The greatest challenge in recruiting case-parent triads is that one or both parental genotypes may be unavailable due to declined participation, death, or other unexpected reasons. In the statistical analysis, both missing completely at random (MCAR) and missing at random (MAR) are ignorable.3 If the events that lead to any particular value being missing are independent of both observed and unobserved parameters of interest, then the missing pattern is considered as MCAR. Given the observed data, if the missing mechanism does not depend on the unobserved data, then the missing pattern is MAR. The scenarios of MCAR and MAR could be confusing in the settings of a genetic study. For a single nucleotide polymorphism (SNP) with alleles A and C, there are three genotypes AA, AC and CC. In an admixed population, if the missing rates of the three genotypes are identical in all sub-populations, then the missing pattern is MACR. If the missing rates of the three genotypes are identical within each subgroup, but the missing rates differ across subgroups, then the missing pattern appears to be MAR. Two distinct types of missingness in genotype data should be noted due to different mechanisms. The first situation is that individuals may be unavailable due to death or non-participation. Therefore, there can be different missing rates for the offspring and their parents. As a result, informative missingness could occur solely in the parents, but not the offspring. The second situation is that the genotyping assay may have failed to deliver a ‘call’ at a particular locus for a particular specimen, even though the person was participating. The scenario may depend on the true genotype (hence be informative), but may not differ across individuals. As a result, informative missingness would exist in both the offspring and parents.

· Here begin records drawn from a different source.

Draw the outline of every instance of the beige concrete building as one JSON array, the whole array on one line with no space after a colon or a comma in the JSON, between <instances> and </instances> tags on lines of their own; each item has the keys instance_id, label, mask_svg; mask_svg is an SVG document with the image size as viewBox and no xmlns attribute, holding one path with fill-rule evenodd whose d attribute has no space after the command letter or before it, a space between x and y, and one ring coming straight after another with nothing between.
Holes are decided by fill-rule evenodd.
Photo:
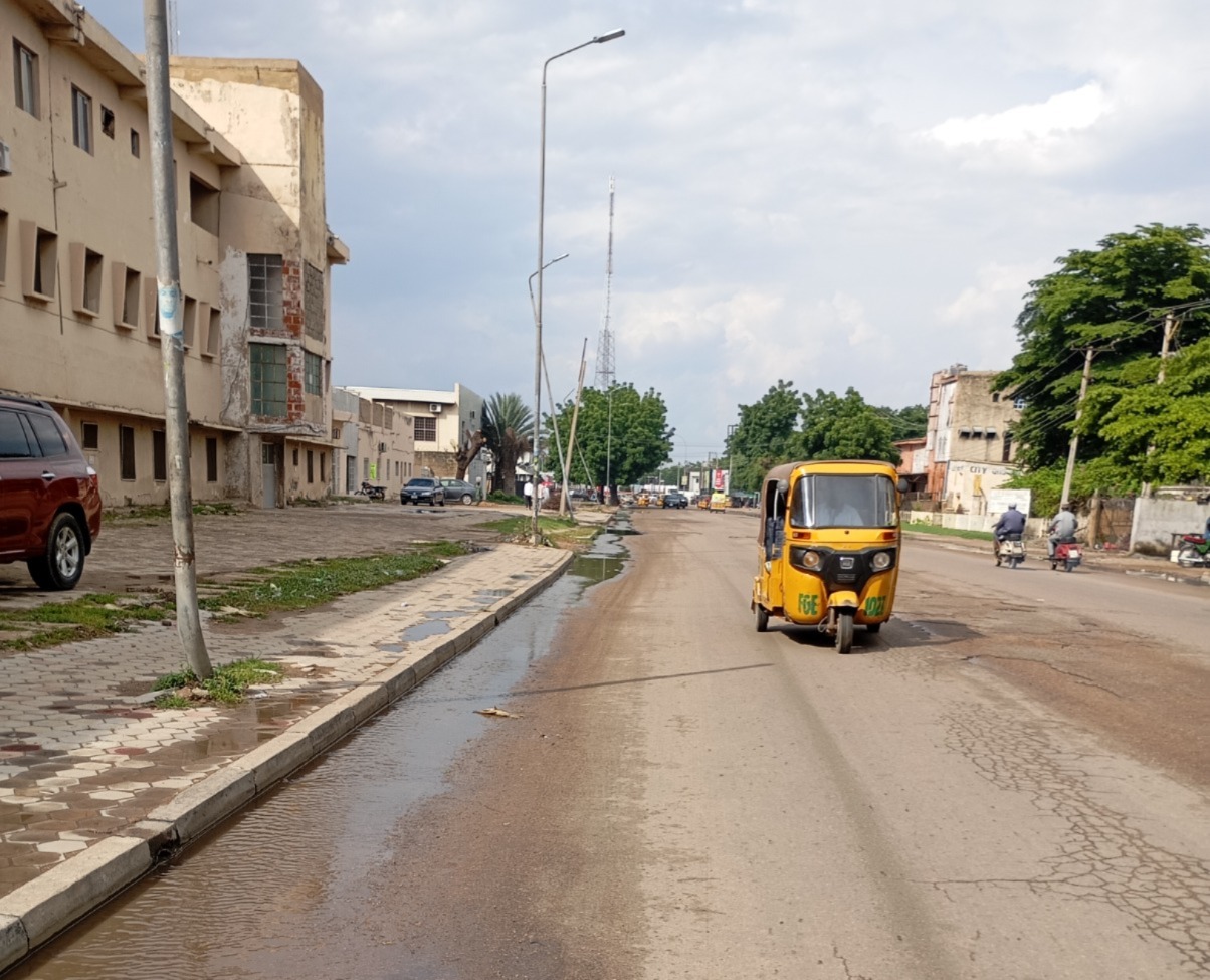
<instances>
[{"instance_id":1,"label":"beige concrete building","mask_svg":"<svg viewBox=\"0 0 1210 980\"><path fill-rule=\"evenodd\" d=\"M332 492L355 494L362 483L385 486L387 498L416 472L414 420L391 405L332 390L332 437L340 445Z\"/></svg>"},{"instance_id":2,"label":"beige concrete building","mask_svg":"<svg viewBox=\"0 0 1210 980\"><path fill-rule=\"evenodd\" d=\"M0 390L51 402L104 500L167 500L142 60L70 0L0 0ZM323 104L296 62L173 59L195 500L332 477ZM5 152L5 148L7 152Z\"/></svg>"},{"instance_id":3,"label":"beige concrete building","mask_svg":"<svg viewBox=\"0 0 1210 980\"><path fill-rule=\"evenodd\" d=\"M413 420L415 475L456 477L460 445L483 428L483 398L462 385L453 391L350 387L362 398L388 405ZM485 477L485 454L472 461L466 480Z\"/></svg>"},{"instance_id":4,"label":"beige concrete building","mask_svg":"<svg viewBox=\"0 0 1210 980\"><path fill-rule=\"evenodd\" d=\"M927 491L946 511L983 514L987 492L1016 472L1012 427L1022 404L992 388L998 371L953 364L933 374L923 460Z\"/></svg>"}]
</instances>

In 1995, the estimated probability of transmission of certain alleles4 was pointed out to be biased in the TDT using dyads (the affected offspring with only one parent), where only heterozygous parents and homozygous offspring contributed to the test. The 1-TDT5 was free from such bias when parental genotypes were MCAR or MAR. In addition to the 1-TDT, the family-based association test by Rabinowitz and Laird6 as well as several other strategies had been proposed7, 8, 9, 10, 11 to accommodate incomplete triads. When parental genotypes were missing informatively, Allen et al.12 and Chen13 carried out valid tests to incorporate incomplete data. However, the two methods experienced substantially reduced statistical power when the underlying missing pattern was truly MCAR/MAR as discussed by Guo et al.14 Although various scenarios had been well studied, all methods5, 6, 7, 8, 9, 10, 11, 12, 13, 14 focused on the missing pattern of parental genotypes and assumed that the offspring genotypes were MCAR/MAR. When the assumption of MCAR/MAR was violated among offspring genotypes, Guo15 indicated that the TDT using only complete triads may still inflate the type-I error and/or reduce power due to ascertainment bias. This phenomenon suggests that if the missing pattern of offspring genotypes is not determined, a significant result of the TDT may not assure a true association, even if incomplete triads are excluded from the analysis. Therefore, missing mechanism is an important issue in analyzing genetic data.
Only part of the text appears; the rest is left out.